JERRY’S GIRLS

Rose Theatre

at the Westin Hotel O’Hare

It certainly sounds like a good idea. After all, Jerry Herman has written some of Broadway’s most memorable songs. A melody line springs to mind at the mere mention of such titles as “Hello, Dolly,” “Mame,” “If He Walked Into My Life,” and “I Am What I Am.” A revue made up solely of his songs should be a surefire hit, especially in the hands of David Dillon, who just won the Jeff Award for best play with his production of The Normal Heart.

But apparently such a revue is more difficult to stage than it seems. I’ve seen two radically different productions of this show. One was a lavish, Broadway-bound extravaganza starring Carol Channing, Leslie Uggams, and Andrea McArdle. The other was Dillon’s version, which just opened at the Rose Theatre in the Westin Hotel O’Hare. Although they were irritating in different ways, both were very irritating, and I’m beginning to wonder if a revue of Herman’s songs is such a good idea after all.

Whatever the problems are, they can’t be blamed on Jerry Herman. His songs are relentlessly light, bright, and lilting–which is just how he likes them. He wants people to leave the theater humming, and he laughs when he’s accused of being too commercial. “That’s like saying the bride is too pretty,” he once told an interviewer. “To me, the ultimate compliment is being called commercial. I love the word commercial. Commercial is my middle name!”

Obviously, this guy aims to please, and he certainly has succeeded in pleasing a lot of people.

But Herman writes show tunes, and when his songs are taken out of context, directors apparently feel an irresistible urge to surround them with spectacle.

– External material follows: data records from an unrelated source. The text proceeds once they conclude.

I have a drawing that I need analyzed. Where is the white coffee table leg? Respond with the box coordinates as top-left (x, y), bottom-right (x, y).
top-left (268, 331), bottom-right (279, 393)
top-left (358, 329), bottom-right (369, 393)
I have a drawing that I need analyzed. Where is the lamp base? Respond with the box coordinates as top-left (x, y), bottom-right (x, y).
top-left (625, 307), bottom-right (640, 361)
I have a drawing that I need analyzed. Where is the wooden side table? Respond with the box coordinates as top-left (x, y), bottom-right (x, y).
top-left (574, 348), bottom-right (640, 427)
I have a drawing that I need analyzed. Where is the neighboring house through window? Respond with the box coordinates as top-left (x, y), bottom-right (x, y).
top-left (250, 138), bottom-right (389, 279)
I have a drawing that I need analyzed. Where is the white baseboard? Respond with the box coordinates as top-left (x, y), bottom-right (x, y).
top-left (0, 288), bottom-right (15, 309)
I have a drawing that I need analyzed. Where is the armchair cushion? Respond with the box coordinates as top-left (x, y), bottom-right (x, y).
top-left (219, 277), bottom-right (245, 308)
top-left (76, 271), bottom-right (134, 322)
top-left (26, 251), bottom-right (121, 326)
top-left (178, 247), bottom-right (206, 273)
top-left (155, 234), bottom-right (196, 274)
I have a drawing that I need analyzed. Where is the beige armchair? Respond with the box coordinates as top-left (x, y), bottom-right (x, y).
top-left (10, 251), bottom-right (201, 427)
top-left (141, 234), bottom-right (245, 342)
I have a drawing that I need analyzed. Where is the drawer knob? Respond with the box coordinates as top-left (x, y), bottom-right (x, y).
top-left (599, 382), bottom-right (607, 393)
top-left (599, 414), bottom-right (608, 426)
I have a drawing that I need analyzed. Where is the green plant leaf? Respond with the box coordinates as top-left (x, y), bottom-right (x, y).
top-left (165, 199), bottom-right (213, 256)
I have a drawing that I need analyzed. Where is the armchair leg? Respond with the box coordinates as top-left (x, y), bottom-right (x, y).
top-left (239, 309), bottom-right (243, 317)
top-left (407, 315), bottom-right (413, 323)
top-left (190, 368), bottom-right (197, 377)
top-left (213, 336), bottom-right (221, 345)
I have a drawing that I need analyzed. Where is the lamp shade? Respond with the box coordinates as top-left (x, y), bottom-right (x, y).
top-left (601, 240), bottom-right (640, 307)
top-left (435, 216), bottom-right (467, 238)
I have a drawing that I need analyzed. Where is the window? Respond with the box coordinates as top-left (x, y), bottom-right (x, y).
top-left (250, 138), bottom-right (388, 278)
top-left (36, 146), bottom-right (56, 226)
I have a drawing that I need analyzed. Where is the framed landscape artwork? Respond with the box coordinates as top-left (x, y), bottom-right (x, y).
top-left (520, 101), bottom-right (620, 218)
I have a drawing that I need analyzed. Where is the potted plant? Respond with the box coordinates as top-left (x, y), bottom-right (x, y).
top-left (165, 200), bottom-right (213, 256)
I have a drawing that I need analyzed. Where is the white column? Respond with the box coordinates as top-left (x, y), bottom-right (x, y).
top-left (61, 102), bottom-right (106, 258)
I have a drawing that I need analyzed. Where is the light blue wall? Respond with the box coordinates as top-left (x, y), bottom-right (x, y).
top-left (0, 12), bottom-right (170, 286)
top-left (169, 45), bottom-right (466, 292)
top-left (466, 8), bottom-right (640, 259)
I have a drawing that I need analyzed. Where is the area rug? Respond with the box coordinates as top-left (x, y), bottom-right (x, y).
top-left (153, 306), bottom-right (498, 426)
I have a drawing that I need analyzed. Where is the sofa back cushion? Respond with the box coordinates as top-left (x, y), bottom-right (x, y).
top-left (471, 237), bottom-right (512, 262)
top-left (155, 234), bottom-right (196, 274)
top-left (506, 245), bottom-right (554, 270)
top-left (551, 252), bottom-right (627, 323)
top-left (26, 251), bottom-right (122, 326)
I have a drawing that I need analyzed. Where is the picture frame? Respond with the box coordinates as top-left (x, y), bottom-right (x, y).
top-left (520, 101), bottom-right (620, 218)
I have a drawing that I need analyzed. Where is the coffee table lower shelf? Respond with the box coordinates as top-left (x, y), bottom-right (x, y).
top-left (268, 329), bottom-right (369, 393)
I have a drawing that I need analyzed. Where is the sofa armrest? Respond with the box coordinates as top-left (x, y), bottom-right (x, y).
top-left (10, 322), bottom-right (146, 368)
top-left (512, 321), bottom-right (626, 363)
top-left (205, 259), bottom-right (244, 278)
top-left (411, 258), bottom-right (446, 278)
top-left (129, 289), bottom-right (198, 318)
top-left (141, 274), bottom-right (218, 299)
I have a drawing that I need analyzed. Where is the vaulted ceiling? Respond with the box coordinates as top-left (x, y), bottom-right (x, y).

In the Broadway-bound version, the three stars were given license to ham it up shamelessly, which quickly became tedious. Carol Channing, for example, wore baggy long underwear when she played an ugly stripper being urged to “put it back on,” and the song seemed endless.

But Herman did not intend Jerry’s Girls to be staged so lavishly. The show began as an intimate cabaret act at Ted Hook’s Onstage in New York City, where it ran for a year. Then producer Zev Buffman got his hands on it, and pumped it up into a Broadway extravaganza.

OK, so inflating it was a bad idea. But Dillon, despite his intention to return the revue to its original form, has succumbed to the same temptation. He simplified the visuals by reducing everything to black and white (except for a few brightly colored props), but then had Brigid Brown design some tacky costumes that make the women look like office workers who are going to a party straight from work. He reduced the orchestra to a piano, percussion, and bass, but then made the three musicians as distracting as possible by putting them right on stage.

Worst of all, he hired five inexperienced performers, and then tried to keep them in perpetual motion. The relentless movement, choreographed by Marc Robin, seems to distract the women, especially Anne Kanengeiser and Anne Dekom, who sometimes have trouble holding a tune as they scramble from pose to pose. When they stand still, they all sing quite nicely. In fact, two of the best numbers of the show–“I Don’t Want to Know” and “I Am What I Am”–are performed by Elena Ferrante, who stands motionless in a single spotlight.

But such pleasant interludes are rare. Most of the time, the women are instructed to mug and overact, especially in the early numbers. When they have nothing else to do, they illustrate the lyrics. During “It Only Takes a Moment,” when Anne Dekom sings “he held me for an instant” she hugs herself, apparently to help any hard-of-hearing patrons.

Some of the illustrations are simply weird. During “We Need a Little Christmas,” from Mame, Lori Hammel appears as an enormously pregnant woman who is lifted onto a platform and decorated like a Christmas tree by her four cohorts, who hang ornaments from her glasses, and wrap a garland around her neck.

As it turns out, Hammel is also dressed as a pregnant woman for the next number, “Gooch’s Song,” which is also from Mame. She plays a young woman who takes Mame’s advice to live a little, and now must bear the consequences–literally. “I went out and found my prince, and have I been nauseous ever since.” The number works, primarily because Hammel is an adept actress as well as a singer.

Beth Broadwater also does a nice job with the relatively simple versions of “Wherever He Ain’t” and “Look What Happened to Mabel,” from Mack and Mabel.

But if the revue is ever going to work, it must get back to basics, and the basics are Jerry Herman’s words and music. Just let the “girls” (how did Herman get away with such a sexist title?) sing the hell out of these songs, and don’t even try to create miniversions of the musicals they come from. If Herman is truly a legendary songwriter, his work ought to be able to stand on its own–without any support from inane skits.

Despite all its faults, this production of Jerry’s Girls might do all right. The Westin’s guests are a captive audience–there’s not much else to do in Rosemont besides watch planes landing and taking off.